Question

The complex ion $[Co(NH_3)_6]^{3+}$ is formed by $sp^3d^2$ hybridisation. Hence, the ion should possess

• A. octahedral geometry
• B. tetrahedral geometry
• C. square planar geometry
• D. tetragonal geometry

Answer 1

The Correct Option is A

The complex ion $[Co(NH_3)_6]^{3+}$ provides a classic example of an octahedral geometry caused by $sp^3d^2$ hybridisation. Let's analyze the reasoning behind this:

1. Electronic Configuration: The central atom is cobalt (Co), which in its 3+ oxidation state, has an electron configuration of [Ar] 3d^6\. Since it undergoes hybridization in this complex, it uses its 3d, 4s, and 4p orbitals.
2. Nature of the Complex: The ammonia ligands (NH₃) are neutral and donate electron pairs to the cobalt ion, leading to the formation of coordination bonds.
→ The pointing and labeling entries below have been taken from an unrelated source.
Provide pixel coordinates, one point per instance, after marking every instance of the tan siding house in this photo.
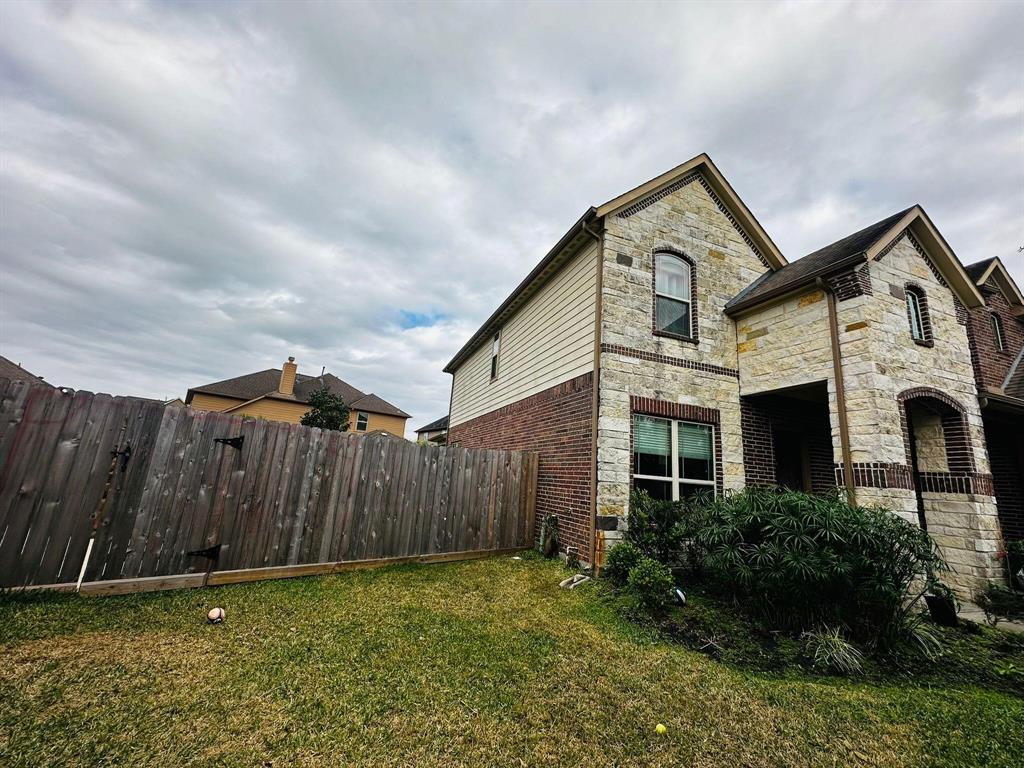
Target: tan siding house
(562, 312)
(282, 394)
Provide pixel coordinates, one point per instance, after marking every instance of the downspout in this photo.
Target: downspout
(596, 398)
(844, 427)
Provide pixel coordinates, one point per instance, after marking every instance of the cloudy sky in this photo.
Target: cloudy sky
(194, 190)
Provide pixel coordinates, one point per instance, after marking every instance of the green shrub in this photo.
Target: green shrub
(804, 560)
(1000, 602)
(622, 559)
(656, 527)
(650, 585)
(829, 651)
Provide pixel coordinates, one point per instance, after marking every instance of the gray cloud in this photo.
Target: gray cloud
(193, 190)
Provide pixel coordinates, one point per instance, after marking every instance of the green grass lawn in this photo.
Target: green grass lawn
(476, 664)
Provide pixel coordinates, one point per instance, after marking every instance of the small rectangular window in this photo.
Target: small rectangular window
(496, 344)
(673, 460)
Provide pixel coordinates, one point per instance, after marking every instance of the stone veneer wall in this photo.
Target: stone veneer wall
(965, 524)
(636, 361)
(557, 424)
(787, 344)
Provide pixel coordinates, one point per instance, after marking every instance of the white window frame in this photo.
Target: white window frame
(675, 479)
(496, 348)
(687, 300)
(914, 315)
(1000, 342)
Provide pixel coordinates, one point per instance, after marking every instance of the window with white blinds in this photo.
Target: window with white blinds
(673, 460)
(672, 287)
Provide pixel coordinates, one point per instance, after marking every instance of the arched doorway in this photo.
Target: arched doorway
(937, 441)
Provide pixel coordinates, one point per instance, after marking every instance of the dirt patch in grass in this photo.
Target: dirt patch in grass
(480, 664)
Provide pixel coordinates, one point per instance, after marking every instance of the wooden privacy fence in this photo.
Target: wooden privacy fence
(187, 498)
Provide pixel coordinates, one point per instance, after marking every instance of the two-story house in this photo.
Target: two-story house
(665, 343)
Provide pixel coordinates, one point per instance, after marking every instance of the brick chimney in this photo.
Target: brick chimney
(287, 385)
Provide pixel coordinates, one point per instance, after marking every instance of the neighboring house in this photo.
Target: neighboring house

The coordination number for cobalt in this complex is 6, as indicated by the six ammonia ligands.
3. Hybridization: The central cobalt ion undergoes $sp^3d^2$ hybridisation, using one 4s, three 4p, and two 3d orbitals to form six equivalent hybrid orbitals. These six hybrid orbitals account for the octahedral arrangement of ligands.
4. Geometry: The hybridization process results in an octahedral geometry where all six donor atoms from the ammonia ligands occupy vertices of an octahedron around the cobalt ion.
5. Conclusion: The presence of six hybrid orbitals aligns the ligand donor atoms in an octahedral geometry, thus confirming that $[Co(NH_3)_6]^{3+}$ exhibits octahedral geometry.

Therefore, the correct answer is octahedral geometry.